I lay out my bacon on Saran Wrap so that I can let the plastic do the work again to wrap the fattie. Grab both corners of the plastic wrap and roll it over the top of the sausage. Then slowly pull that wrap back off leaving the bacon stuck to the sausage.






Then grab the opposite corners of the plastic wrap and repeat the process trying to get the bacon to overlap itself. But this time don't pull back the plastic wrap. Now grab the first side you did and pull it back up and over the bacon wrapped fattie.






Now start twisting the ends (like a tootsie roll wrapper I've heard it described) until you feel you've got nice firm pressure around the fattie. Some people use clothes pins, chip clips or other types of ties to hold the plastic wrap from coming apart. I lay out my plastic wrap extra long and just tuck the ends underneath and it holds just fine.
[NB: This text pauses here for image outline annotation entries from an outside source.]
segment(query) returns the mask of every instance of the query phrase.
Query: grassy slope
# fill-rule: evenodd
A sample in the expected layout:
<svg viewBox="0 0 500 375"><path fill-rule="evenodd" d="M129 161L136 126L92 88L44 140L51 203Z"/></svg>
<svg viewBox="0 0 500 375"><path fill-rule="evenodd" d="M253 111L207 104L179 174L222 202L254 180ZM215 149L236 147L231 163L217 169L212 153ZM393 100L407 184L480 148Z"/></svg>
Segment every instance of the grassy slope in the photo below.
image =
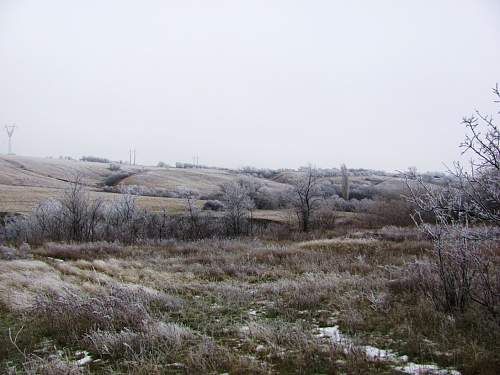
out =
<svg viewBox="0 0 500 375"><path fill-rule="evenodd" d="M120 182L120 185L140 185L176 190L188 188L200 194L218 190L220 184L236 180L239 175L219 170L164 169L156 167L122 166L122 170L134 174ZM90 188L90 194L105 201L118 199L118 194L99 192L112 172L109 164L89 163L72 160L33 158L22 156L0 156L0 212L28 213L44 200L58 197L68 186L67 181L79 174ZM286 185L261 179L261 182L275 190ZM140 207L151 211L167 209L178 213L184 209L181 199L161 197L138 197ZM200 202L200 204L202 204ZM279 212L262 212L260 218L282 218Z"/></svg>
<svg viewBox="0 0 500 375"><path fill-rule="evenodd" d="M64 349L71 361L86 349L104 360L91 365L94 373L396 373L385 361L344 353L316 336L318 327L337 324L360 344L412 361L497 373L498 333L450 320L404 286L407 263L428 246L356 239L48 245L34 251L35 259L0 262L0 361L23 360L6 335L25 325L18 343L27 353L47 357ZM137 287L143 289L134 294ZM125 288L118 299L136 301L121 305L113 297L112 326L93 315L107 311L111 288ZM50 291L68 297L20 319ZM170 329L159 338L162 324ZM123 336L127 327L139 336ZM130 349L120 344L110 353L117 337Z"/></svg>

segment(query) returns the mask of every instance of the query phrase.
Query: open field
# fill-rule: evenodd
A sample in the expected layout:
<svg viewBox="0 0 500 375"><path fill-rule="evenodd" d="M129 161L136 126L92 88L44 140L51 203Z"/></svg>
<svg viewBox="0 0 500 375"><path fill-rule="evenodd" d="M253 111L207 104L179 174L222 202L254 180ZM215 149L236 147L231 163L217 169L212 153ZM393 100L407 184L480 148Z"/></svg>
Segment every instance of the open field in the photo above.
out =
<svg viewBox="0 0 500 375"><path fill-rule="evenodd" d="M497 374L498 331L450 319L412 287L408 263L430 244L365 237L47 244L0 263L2 365L30 374Z"/></svg>
<svg viewBox="0 0 500 375"><path fill-rule="evenodd" d="M27 214L31 212L41 202L61 197L64 189L45 188L45 187L30 187L25 186L9 186L0 185L0 212L16 212ZM104 193L99 191L89 191L91 198L99 198L105 202L118 200L118 193ZM177 198L160 198L160 197L137 197L137 204L140 208L151 212L160 212L163 209L171 214L183 212L185 205L182 199ZM199 205L202 202L199 201Z"/></svg>

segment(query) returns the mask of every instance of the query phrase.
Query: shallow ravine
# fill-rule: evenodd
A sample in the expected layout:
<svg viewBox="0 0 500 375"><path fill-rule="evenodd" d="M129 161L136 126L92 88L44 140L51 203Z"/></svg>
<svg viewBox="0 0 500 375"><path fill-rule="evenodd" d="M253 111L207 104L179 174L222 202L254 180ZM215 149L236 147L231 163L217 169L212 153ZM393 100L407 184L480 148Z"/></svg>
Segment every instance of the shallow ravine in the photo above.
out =
<svg viewBox="0 0 500 375"><path fill-rule="evenodd" d="M366 355L370 361L382 361L391 364L394 370L411 375L461 375L452 368L440 368L435 364L419 364L408 361L408 356L398 355L392 350L379 349L370 345L356 345L354 341L344 335L338 326L318 328L318 337L330 339L334 345L339 346L346 354L358 351Z"/></svg>

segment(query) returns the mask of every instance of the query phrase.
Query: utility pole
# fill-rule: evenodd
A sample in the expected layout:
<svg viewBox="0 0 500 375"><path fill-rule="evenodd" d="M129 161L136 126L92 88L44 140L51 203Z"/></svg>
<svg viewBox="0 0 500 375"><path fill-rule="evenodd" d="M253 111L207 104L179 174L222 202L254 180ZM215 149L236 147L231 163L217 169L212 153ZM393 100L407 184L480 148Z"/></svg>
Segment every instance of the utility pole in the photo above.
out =
<svg viewBox="0 0 500 375"><path fill-rule="evenodd" d="M193 156L193 167L198 168L200 162L200 157L198 155Z"/></svg>
<svg viewBox="0 0 500 375"><path fill-rule="evenodd" d="M135 165L135 148L128 150L128 163L130 165Z"/></svg>
<svg viewBox="0 0 500 375"><path fill-rule="evenodd" d="M14 134L14 130L16 129L16 125L5 125L5 130L7 131L7 136L9 137L9 155L12 155L12 134Z"/></svg>

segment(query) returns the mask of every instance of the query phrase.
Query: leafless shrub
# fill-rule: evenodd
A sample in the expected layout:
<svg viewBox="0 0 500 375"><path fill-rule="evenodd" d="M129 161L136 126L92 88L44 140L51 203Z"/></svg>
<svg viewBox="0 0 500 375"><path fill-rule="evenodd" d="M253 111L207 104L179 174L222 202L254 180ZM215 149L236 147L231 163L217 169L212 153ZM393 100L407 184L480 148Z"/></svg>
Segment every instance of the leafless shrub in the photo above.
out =
<svg viewBox="0 0 500 375"><path fill-rule="evenodd" d="M76 259L99 259L117 256L124 248L118 243L90 242L81 244L46 243L43 247L36 249L36 254L67 260Z"/></svg>
<svg viewBox="0 0 500 375"><path fill-rule="evenodd" d="M151 319L133 293L114 288L109 294L94 297L46 295L37 299L30 315L40 329L70 342L96 330L140 331Z"/></svg>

Next, get yourself a cute assistant with goofy green fingernails (I used dude-ette Jr.) who loves attention to parade your work around to hear the "ooooh's and ahhhhh's" of the spectators. Then place into fridge while I go get things heated up outside






Oops I forgot my drip pan. That's gonna leave a mess in the Weber. I smoked using Kingsford Charwood Lump Charcoal and hickory wood chunks. I ran hot this time, around 300" for about two hours. I actually liked it better. The bacon was more edible and the hickory was strong enough to make up for any lack of time it sat in smoke. Here it is about ready to come off at 165"






Here's a couple of finished picts.










Hope you all enjoy it. 
And to those of you on the fence about making a fattie for the first time...get on it! Nothing to fear.


----------



## meatball

Can't wait to see the pictures Dude. I saw the ziploc in one of your previous Qs and wondered how you got the sausage out, so this is going to be really interesting. Looks like a great recipe too...


----------



## rivet

Great tutorial! Looking forward to the pics; this is good stuff. Thanks for taking the time to do this for all those in the SMF who have yet to make one or wanna learn how to roll easily. 

Points !


----------



## ohm

Nice job looks great and I love how your bacon turned out.  Thanks for the pic's on the roll as well.

Quick question on probe placement.  Where is a good place for the probe?  I could not find a good place for the first fattie I did so I used two just in case.  My first fattie was a bit thin so I could not directly fit it into the sausage and since most of what I put inside was already cooked I could not rely on that.  Thanks and once again yummy!


----------



## the dude abides

I guess I didn't explain it this time.  But after you roll out the sausage in the baggie, you slit it down the side seams leaving the bottom seam in tact and lay it open.  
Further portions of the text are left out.